The first came when he visited the People's Liberation Army Hong Kong garrison, which is responsible for defending the Special Administrative Region (SAR) and has generally maintained a low profile.
That day, Hu was greeted by 3,000 Chinese soldiers together with tanks and other state-of- the-art defence hardware, some of them shown for the first time. It was the largest military parade ever held in the SAR.
The message: Militarily, Hong Kong is now closely integrated with China's overall national defence system.
In other words, the SAR is now a full-fledged military region capable of defending itself against any form of attack.
When Deng Xiaoping devised the 'one country, two systems' model, he insisted that Chinese troops be stationed in Hong Kong as a visible symbol of Chinese sovereignty. But he might not have envisaged today's full combat-ready force.
This military capability far exceeds what Hong Kong required historically (not counting the Japanese invasion during World War II). It makes sense only when the SAR is seen as an integral part of China's national defence system.
Before 1997, external threats to China did not include Hong Kong, which was a British colony. After 1997, however, anyone waging war against China would also target Hong Kong.
By displaying its sizeable military presence in the SAR, China was reminding the local people - some of whom are disgruntled with Beijing - as well as the international community, that Hong Kong is Chinese territory.
Hu's political message to the SAR was that it should balance its quest for autonomy with the need to consider the greater interests of the country.
In his speech marking the 15th anniversary of the SAR, he made 14 references to the 'one country, two systems' model, which can be taken as his interpretation of how the model should work.
From the central government's point of view, "the core requirement and basic objective of practising 'one country, two systems' in Hong Kong" is to "safeguard state sovereignty, security and development interests", he said.
To this end, Hong Kong must keep a balance between:
- Adhering to the 'one country' principle and respecting the differences of the 'two systems';
- Upholding the authority of the central government and ensuring a high degree of autonomy for Hong Kong SAR;
- Safeguarding the overall national interests and protecting the interests of various social sectors of Hong Kong;
- Supporting Hong Kong in actively conducting exchanges with the outside world and opposing interference by external forces in Hong Kong affairs.
These are subtle reminders to Hong Kongers not to overly push their demands for autonomy, freedom and democracy.
Hu also gave advice on how the SAR can move forward.
Its people should "bear in mind the overall interests (of China), follow the call of loving the motherland and loving Hong Kong".

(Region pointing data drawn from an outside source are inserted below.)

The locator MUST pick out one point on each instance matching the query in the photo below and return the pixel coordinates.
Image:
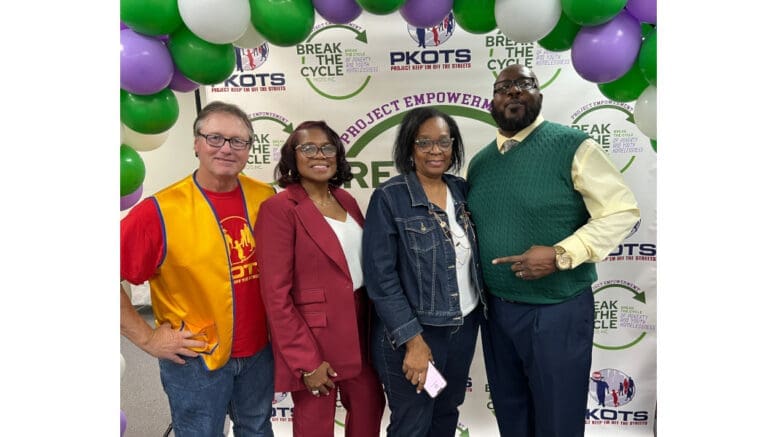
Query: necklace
(325, 202)
(460, 244)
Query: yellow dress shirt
(609, 201)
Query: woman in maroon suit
(309, 237)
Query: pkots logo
(281, 413)
(245, 79)
(429, 57)
(612, 390)
(633, 250)
(251, 59)
(435, 35)
(279, 397)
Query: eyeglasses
(523, 84)
(425, 144)
(216, 140)
(310, 150)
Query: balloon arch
(178, 45)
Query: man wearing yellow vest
(193, 241)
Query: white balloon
(216, 21)
(250, 39)
(123, 366)
(142, 142)
(525, 21)
(645, 112)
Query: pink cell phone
(434, 381)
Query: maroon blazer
(313, 311)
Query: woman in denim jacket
(421, 268)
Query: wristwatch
(563, 260)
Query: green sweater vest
(524, 198)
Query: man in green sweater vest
(547, 204)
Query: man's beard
(515, 124)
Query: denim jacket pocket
(421, 235)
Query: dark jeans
(200, 399)
(418, 415)
(538, 360)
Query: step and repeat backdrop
(363, 76)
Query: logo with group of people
(251, 59)
(611, 388)
(435, 35)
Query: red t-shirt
(142, 249)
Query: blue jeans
(200, 399)
(418, 415)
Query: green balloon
(648, 58)
(562, 36)
(199, 60)
(283, 22)
(592, 12)
(626, 88)
(132, 170)
(151, 17)
(149, 114)
(475, 16)
(647, 28)
(381, 7)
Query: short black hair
(408, 130)
(286, 172)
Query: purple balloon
(182, 83)
(338, 11)
(146, 66)
(606, 52)
(642, 10)
(123, 423)
(130, 199)
(425, 13)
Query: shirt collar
(520, 135)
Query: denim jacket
(408, 260)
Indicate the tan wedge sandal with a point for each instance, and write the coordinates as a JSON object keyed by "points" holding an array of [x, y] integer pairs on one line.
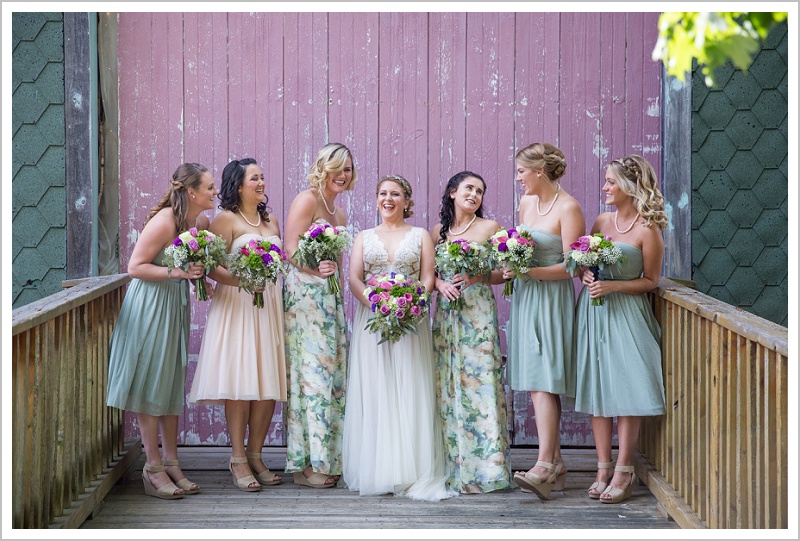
{"points": [[188, 487], [599, 486], [534, 483], [620, 495], [166, 492], [243, 483], [266, 477]]}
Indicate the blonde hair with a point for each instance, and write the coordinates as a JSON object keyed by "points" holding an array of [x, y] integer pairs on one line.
{"points": [[407, 212], [544, 156], [187, 175], [330, 159], [636, 178]]}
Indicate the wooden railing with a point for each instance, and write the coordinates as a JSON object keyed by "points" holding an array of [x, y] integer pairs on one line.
{"points": [[65, 438], [722, 447]]}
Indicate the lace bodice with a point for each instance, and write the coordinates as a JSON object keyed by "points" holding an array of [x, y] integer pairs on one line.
{"points": [[406, 257]]}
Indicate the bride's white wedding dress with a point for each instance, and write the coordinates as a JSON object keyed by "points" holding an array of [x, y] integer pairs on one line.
{"points": [[392, 437]]}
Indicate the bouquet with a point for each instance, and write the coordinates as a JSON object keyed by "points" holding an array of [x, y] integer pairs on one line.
{"points": [[398, 304], [513, 248], [322, 242], [196, 246], [596, 252], [462, 256], [258, 262]]}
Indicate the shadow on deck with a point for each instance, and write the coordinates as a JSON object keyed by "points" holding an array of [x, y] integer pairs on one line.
{"points": [[220, 505]]}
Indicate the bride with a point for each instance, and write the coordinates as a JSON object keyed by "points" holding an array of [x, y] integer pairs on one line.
{"points": [[392, 442]]}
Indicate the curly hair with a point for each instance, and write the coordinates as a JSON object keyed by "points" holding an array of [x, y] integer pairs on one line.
{"points": [[544, 156], [232, 179], [331, 158], [447, 210], [636, 178], [187, 175], [407, 212]]}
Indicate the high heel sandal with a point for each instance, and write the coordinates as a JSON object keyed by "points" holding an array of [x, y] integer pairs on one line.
{"points": [[537, 485], [243, 483], [301, 479], [188, 487], [266, 477], [166, 492], [620, 495], [561, 478], [599, 486]]}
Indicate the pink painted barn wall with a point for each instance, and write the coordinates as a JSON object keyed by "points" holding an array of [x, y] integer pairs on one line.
{"points": [[423, 95]]}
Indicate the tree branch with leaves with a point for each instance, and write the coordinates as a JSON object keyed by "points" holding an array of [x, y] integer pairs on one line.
{"points": [[712, 39]]}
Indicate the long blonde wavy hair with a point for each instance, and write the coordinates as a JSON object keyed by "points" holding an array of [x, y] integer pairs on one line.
{"points": [[331, 158], [636, 178]]}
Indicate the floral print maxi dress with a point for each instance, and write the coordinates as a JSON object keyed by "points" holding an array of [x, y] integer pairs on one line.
{"points": [[316, 351], [470, 392]]}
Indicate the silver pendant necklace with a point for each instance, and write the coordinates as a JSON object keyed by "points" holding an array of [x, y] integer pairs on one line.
{"points": [[332, 213], [616, 212], [538, 210], [450, 229], [251, 224]]}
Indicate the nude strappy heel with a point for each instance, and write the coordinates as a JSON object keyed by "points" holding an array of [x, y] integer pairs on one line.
{"points": [[188, 487], [599, 486], [266, 477], [620, 495], [243, 483], [537, 485], [166, 492]]}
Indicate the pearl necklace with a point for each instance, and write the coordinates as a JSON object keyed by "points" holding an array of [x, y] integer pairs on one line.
{"points": [[251, 224], [616, 212], [326, 204], [558, 189], [450, 229]]}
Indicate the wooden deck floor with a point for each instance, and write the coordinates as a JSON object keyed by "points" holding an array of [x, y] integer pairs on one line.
{"points": [[220, 505]]}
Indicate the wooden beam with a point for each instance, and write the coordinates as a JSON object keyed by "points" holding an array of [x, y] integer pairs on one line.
{"points": [[80, 112], [92, 499], [676, 175], [670, 502]]}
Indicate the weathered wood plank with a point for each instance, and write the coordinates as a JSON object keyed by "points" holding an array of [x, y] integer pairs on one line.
{"points": [[33, 314], [80, 112], [289, 506]]}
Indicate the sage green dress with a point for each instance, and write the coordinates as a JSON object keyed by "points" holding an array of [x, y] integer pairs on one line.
{"points": [[618, 349], [470, 393], [148, 347], [540, 326]]}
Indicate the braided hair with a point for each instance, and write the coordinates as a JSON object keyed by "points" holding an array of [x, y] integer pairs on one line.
{"points": [[447, 210], [407, 212], [232, 179], [187, 175], [636, 178]]}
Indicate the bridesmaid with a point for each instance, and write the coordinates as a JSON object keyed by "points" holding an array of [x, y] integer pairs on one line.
{"points": [[621, 377], [316, 330], [469, 365], [147, 357], [540, 328], [242, 362]]}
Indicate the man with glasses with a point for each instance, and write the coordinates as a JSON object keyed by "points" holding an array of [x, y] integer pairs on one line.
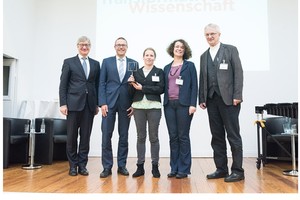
{"points": [[114, 98], [78, 96], [220, 91]]}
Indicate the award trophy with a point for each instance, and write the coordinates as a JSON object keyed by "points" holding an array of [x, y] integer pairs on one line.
{"points": [[132, 67]]}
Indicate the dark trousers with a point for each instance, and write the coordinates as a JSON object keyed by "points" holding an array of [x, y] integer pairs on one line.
{"points": [[178, 122], [225, 119], [107, 127], [152, 117], [79, 122]]}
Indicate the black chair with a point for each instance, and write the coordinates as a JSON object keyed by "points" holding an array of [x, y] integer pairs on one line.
{"points": [[277, 146], [15, 141], [51, 145]]}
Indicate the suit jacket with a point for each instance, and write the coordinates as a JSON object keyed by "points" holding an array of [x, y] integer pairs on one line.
{"points": [[230, 80], [188, 92], [150, 88], [111, 88], [75, 90]]}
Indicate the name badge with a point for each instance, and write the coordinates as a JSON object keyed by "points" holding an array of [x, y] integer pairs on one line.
{"points": [[155, 78], [224, 65], [179, 81]]}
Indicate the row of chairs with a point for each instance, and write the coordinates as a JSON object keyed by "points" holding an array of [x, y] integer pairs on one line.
{"points": [[49, 146]]}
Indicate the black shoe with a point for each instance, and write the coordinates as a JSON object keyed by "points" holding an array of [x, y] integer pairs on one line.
{"points": [[217, 174], [234, 177], [83, 171], [172, 174], [105, 173], [179, 176], [123, 171], [73, 171]]}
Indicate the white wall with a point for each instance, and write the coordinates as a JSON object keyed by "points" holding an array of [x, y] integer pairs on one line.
{"points": [[41, 33]]}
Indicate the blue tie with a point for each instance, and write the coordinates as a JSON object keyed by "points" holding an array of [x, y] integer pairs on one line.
{"points": [[121, 69], [84, 66]]}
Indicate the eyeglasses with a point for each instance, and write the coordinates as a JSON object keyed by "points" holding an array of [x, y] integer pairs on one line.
{"points": [[210, 34], [120, 45], [84, 45]]}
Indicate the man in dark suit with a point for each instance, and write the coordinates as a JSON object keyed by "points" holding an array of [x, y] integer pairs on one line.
{"points": [[114, 98], [78, 95], [220, 91]]}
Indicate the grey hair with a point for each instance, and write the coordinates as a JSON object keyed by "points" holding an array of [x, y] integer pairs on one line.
{"points": [[212, 26], [83, 39]]}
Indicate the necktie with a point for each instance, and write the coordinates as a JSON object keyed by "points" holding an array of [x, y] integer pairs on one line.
{"points": [[121, 69], [84, 66]]}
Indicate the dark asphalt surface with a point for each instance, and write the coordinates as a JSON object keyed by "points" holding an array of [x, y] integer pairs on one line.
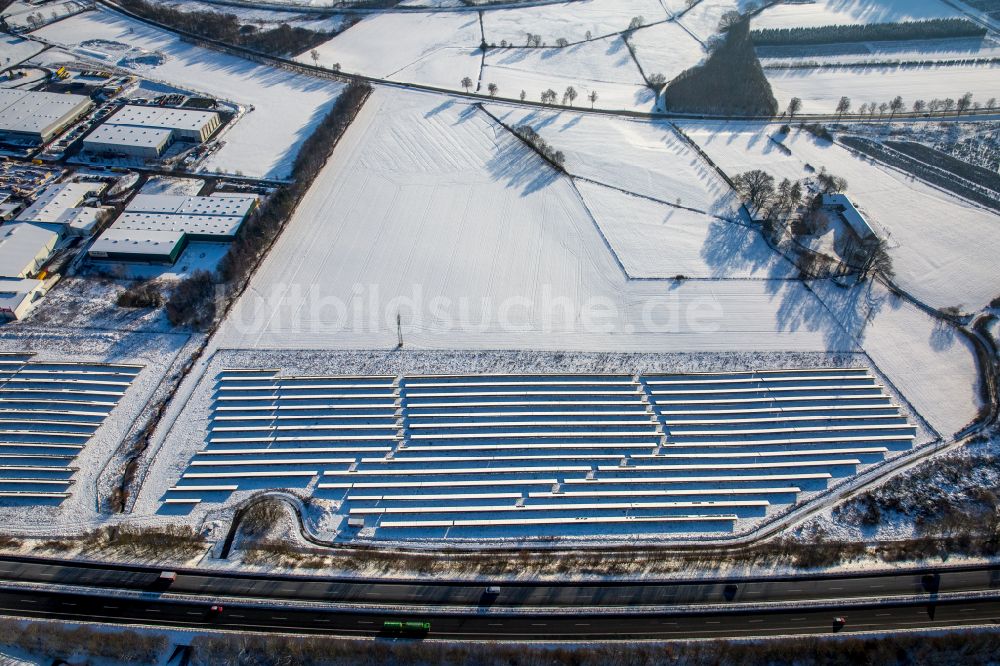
{"points": [[443, 593], [565, 625]]}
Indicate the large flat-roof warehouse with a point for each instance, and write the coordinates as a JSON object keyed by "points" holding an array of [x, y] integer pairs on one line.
{"points": [[157, 227], [147, 131], [39, 116]]}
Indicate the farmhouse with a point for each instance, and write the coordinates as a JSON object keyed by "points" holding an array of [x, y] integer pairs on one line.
{"points": [[38, 117], [147, 131], [851, 215]]}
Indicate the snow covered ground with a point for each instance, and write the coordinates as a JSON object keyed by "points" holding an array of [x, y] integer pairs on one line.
{"points": [[604, 66], [933, 366], [571, 22], [432, 211], [282, 108], [851, 12], [821, 88], [666, 49], [384, 45], [154, 352], [647, 157], [653, 240], [943, 248]]}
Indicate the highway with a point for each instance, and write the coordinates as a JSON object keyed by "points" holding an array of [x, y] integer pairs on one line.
{"points": [[663, 609], [563, 625], [444, 593]]}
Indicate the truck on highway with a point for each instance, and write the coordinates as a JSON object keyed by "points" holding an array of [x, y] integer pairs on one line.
{"points": [[406, 628]]}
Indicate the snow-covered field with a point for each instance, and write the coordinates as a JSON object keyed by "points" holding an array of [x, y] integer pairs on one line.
{"points": [[604, 66], [653, 240], [647, 157], [384, 45], [432, 211], [931, 364], [821, 88], [943, 248], [666, 49], [851, 12], [571, 22], [282, 108]]}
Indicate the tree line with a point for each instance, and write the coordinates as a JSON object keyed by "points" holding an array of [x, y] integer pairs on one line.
{"points": [[729, 82], [872, 32], [193, 300], [283, 40]]}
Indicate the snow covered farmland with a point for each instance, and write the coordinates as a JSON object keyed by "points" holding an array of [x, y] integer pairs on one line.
{"points": [[646, 157], [432, 211], [433, 48], [604, 66], [821, 88], [851, 12], [943, 247], [654, 240], [281, 108]]}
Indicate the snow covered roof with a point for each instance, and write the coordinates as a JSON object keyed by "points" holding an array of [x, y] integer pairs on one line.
{"points": [[37, 112], [130, 136], [162, 118], [56, 203], [22, 245], [851, 215]]}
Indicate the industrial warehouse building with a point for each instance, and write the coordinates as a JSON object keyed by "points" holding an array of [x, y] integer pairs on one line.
{"points": [[58, 208], [37, 116], [157, 227], [24, 249], [18, 296], [147, 131]]}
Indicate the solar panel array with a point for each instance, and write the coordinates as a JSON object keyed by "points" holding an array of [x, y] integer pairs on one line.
{"points": [[48, 413], [545, 455]]}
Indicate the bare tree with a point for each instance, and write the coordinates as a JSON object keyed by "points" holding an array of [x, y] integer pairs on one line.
{"points": [[570, 95], [794, 106], [729, 19], [755, 187], [964, 102], [896, 105], [843, 106], [656, 81]]}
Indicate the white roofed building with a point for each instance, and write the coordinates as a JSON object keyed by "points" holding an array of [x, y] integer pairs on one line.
{"points": [[39, 116], [18, 296], [58, 208], [24, 249], [147, 131]]}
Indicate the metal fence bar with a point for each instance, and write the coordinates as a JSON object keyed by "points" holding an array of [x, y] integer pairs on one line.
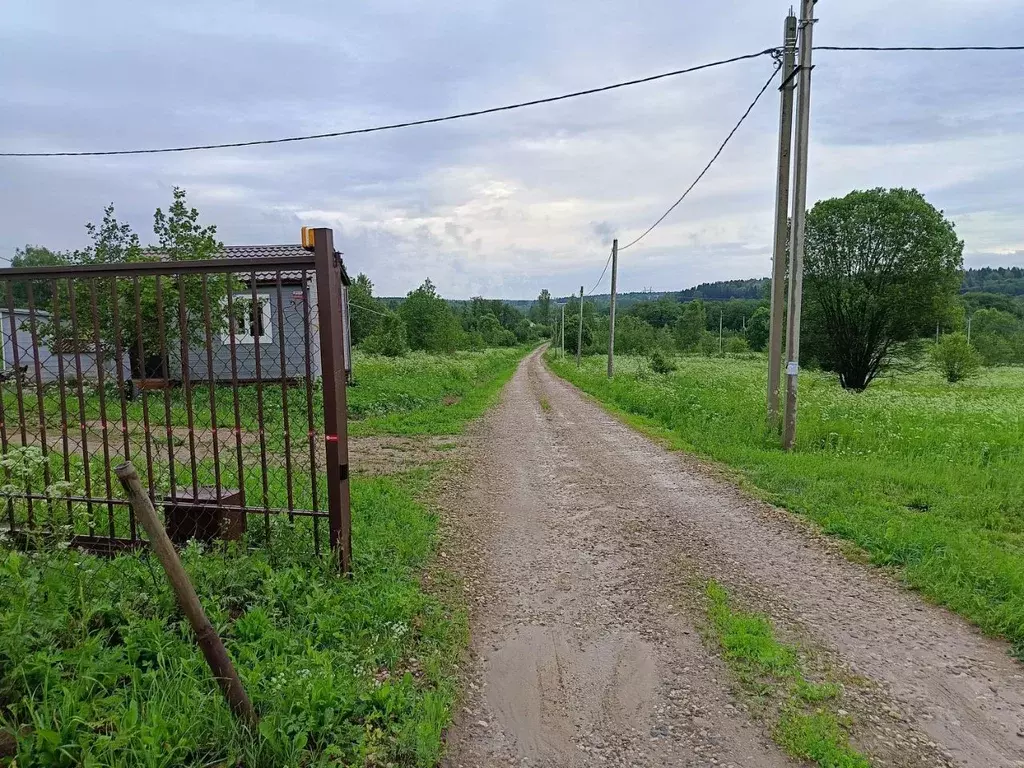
{"points": [[335, 406], [166, 268], [168, 425], [3, 442], [40, 400], [186, 383], [208, 333], [19, 389], [101, 391], [142, 374], [284, 395], [256, 331], [231, 320], [61, 391], [83, 427], [119, 357], [311, 422], [91, 324]]}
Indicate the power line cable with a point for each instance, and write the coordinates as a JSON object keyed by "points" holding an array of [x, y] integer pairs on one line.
{"points": [[368, 309], [710, 164], [393, 126], [933, 48], [602, 274]]}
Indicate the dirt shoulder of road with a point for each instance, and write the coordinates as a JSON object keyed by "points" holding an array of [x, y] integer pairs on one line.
{"points": [[582, 545]]}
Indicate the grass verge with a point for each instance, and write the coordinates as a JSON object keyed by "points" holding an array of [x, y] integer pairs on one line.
{"points": [[803, 713], [923, 476]]}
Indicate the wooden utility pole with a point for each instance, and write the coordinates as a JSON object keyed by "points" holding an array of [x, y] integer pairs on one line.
{"points": [[611, 309], [331, 318], [781, 216], [799, 222], [580, 335], [206, 637]]}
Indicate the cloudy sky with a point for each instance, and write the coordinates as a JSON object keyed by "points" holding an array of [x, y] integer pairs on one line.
{"points": [[507, 204]]}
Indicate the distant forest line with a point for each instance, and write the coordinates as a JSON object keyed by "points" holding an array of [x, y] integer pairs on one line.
{"points": [[1008, 281]]}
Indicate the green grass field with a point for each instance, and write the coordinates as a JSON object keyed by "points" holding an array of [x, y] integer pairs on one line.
{"points": [[925, 476], [97, 666], [414, 394]]}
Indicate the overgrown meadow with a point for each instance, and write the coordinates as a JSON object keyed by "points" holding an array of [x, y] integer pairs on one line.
{"points": [[97, 666], [925, 476]]}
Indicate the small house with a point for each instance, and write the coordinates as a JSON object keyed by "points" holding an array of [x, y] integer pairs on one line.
{"points": [[268, 333]]}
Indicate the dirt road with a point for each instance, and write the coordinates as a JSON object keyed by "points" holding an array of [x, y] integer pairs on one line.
{"points": [[581, 539]]}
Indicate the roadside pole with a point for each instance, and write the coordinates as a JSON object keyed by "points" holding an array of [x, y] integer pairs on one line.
{"points": [[721, 349], [611, 309], [799, 222], [781, 217], [563, 331], [580, 334]]}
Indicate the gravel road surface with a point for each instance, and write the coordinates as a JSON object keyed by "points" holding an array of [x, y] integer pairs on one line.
{"points": [[581, 542]]}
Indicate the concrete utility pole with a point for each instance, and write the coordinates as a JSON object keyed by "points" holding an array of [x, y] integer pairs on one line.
{"points": [[799, 221], [611, 309], [781, 216], [580, 335], [562, 328]]}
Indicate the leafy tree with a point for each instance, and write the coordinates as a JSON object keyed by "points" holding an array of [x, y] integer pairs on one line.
{"points": [[364, 308], [592, 333], [882, 267], [633, 336], [662, 363], [757, 328], [691, 325], [660, 313], [179, 237], [524, 331], [954, 358], [429, 322], [541, 311], [388, 337], [994, 322], [42, 291], [736, 345]]}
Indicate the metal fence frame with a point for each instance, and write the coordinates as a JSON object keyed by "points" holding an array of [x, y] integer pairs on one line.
{"points": [[324, 269]]}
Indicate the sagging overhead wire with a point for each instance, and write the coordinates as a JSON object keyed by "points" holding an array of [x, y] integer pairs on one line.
{"points": [[603, 271], [700, 175], [919, 48], [393, 126], [368, 309]]}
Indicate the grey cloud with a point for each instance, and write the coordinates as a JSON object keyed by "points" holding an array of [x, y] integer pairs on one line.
{"points": [[504, 204]]}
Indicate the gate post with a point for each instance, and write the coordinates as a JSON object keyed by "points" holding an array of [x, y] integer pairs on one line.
{"points": [[332, 339]]}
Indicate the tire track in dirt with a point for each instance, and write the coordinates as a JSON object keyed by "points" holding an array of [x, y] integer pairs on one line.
{"points": [[583, 656], [577, 659]]}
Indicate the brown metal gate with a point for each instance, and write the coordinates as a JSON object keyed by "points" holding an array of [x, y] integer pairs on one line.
{"points": [[222, 380]]}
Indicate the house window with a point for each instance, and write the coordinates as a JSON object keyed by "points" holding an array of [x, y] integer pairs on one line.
{"points": [[250, 320]]}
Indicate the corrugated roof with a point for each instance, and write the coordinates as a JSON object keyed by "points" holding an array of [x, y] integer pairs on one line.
{"points": [[292, 249]]}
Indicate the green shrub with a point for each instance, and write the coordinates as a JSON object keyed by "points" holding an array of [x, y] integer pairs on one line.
{"points": [[736, 345], [388, 338], [954, 358], [660, 363]]}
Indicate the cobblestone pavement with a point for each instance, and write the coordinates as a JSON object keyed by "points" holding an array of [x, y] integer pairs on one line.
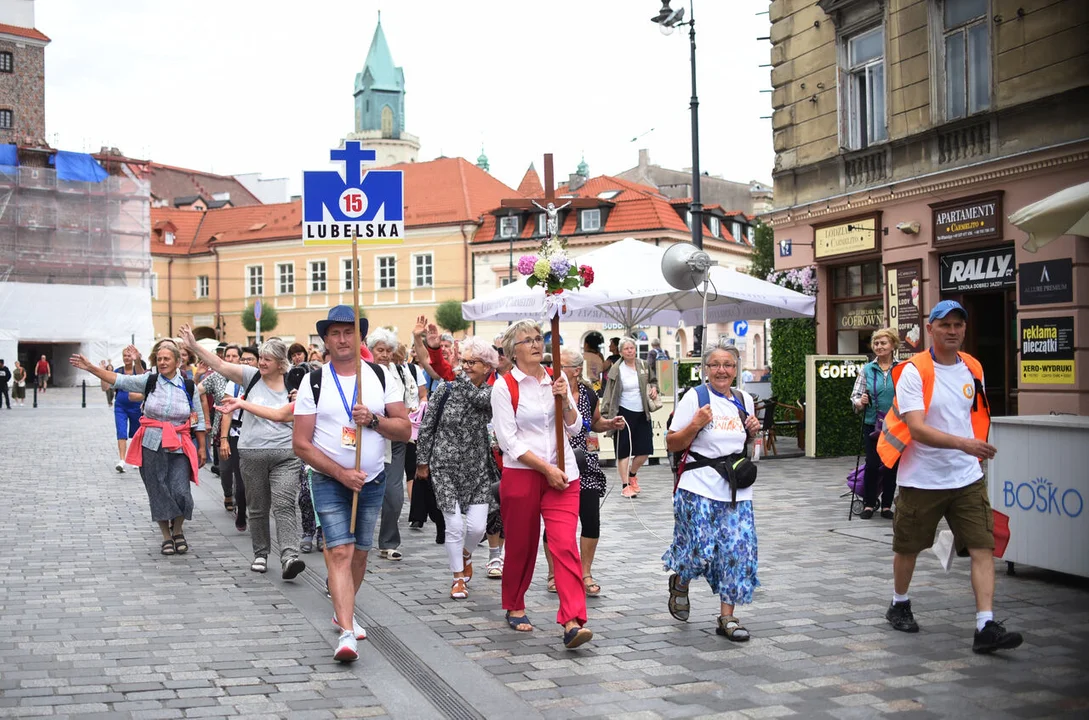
{"points": [[94, 622]]}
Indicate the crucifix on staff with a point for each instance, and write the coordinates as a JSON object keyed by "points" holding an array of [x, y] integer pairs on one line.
{"points": [[552, 268]]}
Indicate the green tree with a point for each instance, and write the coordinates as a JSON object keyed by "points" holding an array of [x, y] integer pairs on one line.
{"points": [[449, 316], [763, 252], [269, 318]]}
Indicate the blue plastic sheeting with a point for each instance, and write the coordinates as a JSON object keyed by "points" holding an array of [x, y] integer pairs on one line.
{"points": [[78, 167], [9, 155]]}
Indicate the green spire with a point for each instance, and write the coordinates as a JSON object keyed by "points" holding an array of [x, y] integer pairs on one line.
{"points": [[583, 169]]}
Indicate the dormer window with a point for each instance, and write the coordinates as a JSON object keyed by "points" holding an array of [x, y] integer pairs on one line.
{"points": [[591, 220], [509, 227]]}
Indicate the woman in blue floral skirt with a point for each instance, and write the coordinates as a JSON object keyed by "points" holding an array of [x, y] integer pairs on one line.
{"points": [[713, 531]]}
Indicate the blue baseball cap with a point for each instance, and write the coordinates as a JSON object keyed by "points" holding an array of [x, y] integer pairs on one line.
{"points": [[946, 306]]}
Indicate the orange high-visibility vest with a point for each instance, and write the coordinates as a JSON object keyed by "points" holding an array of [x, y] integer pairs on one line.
{"points": [[895, 435]]}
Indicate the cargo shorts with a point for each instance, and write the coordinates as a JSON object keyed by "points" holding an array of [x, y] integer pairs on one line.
{"points": [[967, 511]]}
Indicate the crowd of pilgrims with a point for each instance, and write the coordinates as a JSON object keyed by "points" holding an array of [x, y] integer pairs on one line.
{"points": [[480, 464]]}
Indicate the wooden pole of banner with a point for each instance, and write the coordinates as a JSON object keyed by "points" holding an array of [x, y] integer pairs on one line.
{"points": [[557, 369], [358, 364]]}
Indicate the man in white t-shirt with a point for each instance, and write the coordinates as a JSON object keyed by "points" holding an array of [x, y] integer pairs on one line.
{"points": [[325, 438], [938, 429]]}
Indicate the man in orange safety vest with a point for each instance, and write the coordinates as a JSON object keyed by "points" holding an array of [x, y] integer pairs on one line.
{"points": [[938, 429]]}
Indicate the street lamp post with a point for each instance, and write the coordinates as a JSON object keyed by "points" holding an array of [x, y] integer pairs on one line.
{"points": [[667, 21]]}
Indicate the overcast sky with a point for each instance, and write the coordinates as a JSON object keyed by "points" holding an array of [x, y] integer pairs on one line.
{"points": [[244, 85]]}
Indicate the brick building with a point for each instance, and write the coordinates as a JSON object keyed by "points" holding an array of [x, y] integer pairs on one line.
{"points": [[22, 75], [905, 133]]}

They should also "uphold the authority of the Basic Law" - the SAR's mini-Constitution. It was essential to put into practice all the provisions of the Basic Law and improve the institutions and mechanisms related to its implementation, he stressed.
By this, Hu was clearly referring to Article 23 of the Basic Law, which requires Hong Kong to pass a national security law.
But many people fear that such a law would curtail their freedoms in Hong Kong. The SAR government's attempt to push through such a Bill in 2003 led half a million people to take to the streets, forcing the government to shelve the legislation subsequently.
Through his remarks, Hu appeared to be showing his dissatisfaction with Hong Kong for failing to have China's interests at heart.
To coincide with the Chinese leader's visit, Beijing announced a bag of economic goodies aimed at helping Hong Kong to consolidate its position as an international financial centre. It also pledged to open up the mainland market further to goods, services and capital originating from the SAR.
A senior Chinese official said an experimental financial zone would be set up in Qianhai, in neighbouring Shenzhen. The new zone would create new business opportunities for Hong Kong companies and also allow Hong Kong banks to lend yuan directly to Chinese companies there.
The economic message: China always has the SAR's back.